Relearning Power Politics to Avoid a War Between the U.S. and China

Relearning Power Politics to Avoid a War Between the U.S. and China
A Chinese Navy nuclear-powered submarine during a fleet review to celebrate the 60th anniversary of the founding of People's Liberation Army Navy, April 23, 2009 (AP photo by Guang Niu).

Editor’s note: This article is part of an ongoing WPR series inviting authors to identify the biggest priority—whether a threat, risk, opportunity or challenge—facing the international order and U.S. foreign policy today.

The most urgent priority in international affairs today is to avoid a war between the United States and China. The consequences of such a war, military as well as economic, would be so vast as to dwarf all the other serious perils the world faces. Of course, a war is far from inevitable, but the risk is real, and much greater than most observers seem to realize, especially in Washington. Therein lies much of the danger. Unless the threats are plainly recognized, the steps needed to avoid them will not be taken.
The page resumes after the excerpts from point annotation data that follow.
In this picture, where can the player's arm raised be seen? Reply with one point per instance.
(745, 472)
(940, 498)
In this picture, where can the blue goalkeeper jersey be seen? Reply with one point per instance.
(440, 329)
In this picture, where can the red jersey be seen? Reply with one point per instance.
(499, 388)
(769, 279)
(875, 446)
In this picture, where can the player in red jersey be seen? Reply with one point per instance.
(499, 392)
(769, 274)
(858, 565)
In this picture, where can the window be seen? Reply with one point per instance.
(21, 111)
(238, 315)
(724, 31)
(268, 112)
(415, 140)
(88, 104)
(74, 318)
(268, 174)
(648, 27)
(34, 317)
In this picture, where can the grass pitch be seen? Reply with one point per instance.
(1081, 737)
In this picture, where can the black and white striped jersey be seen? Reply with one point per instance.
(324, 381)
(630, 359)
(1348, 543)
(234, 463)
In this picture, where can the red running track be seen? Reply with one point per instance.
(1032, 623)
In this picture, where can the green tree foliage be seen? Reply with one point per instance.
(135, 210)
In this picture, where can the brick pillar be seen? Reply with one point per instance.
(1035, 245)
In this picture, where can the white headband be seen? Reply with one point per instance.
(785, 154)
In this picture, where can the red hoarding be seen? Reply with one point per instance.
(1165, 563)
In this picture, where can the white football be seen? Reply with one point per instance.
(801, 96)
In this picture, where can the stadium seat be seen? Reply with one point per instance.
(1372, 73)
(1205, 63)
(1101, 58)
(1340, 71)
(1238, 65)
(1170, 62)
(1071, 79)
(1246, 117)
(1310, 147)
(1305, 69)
The West is a victim here of its own good fortune. It hasn’t faced the risk of a war between major powers in a long time. It has enjoyed a holiday from power politics since the Soviet Union collapsed a quarter of a century ago, and many Western countries have forgotten how to recognize and manage the dangers of such an environment. They urgently need to learn those skills again, because power politics is back.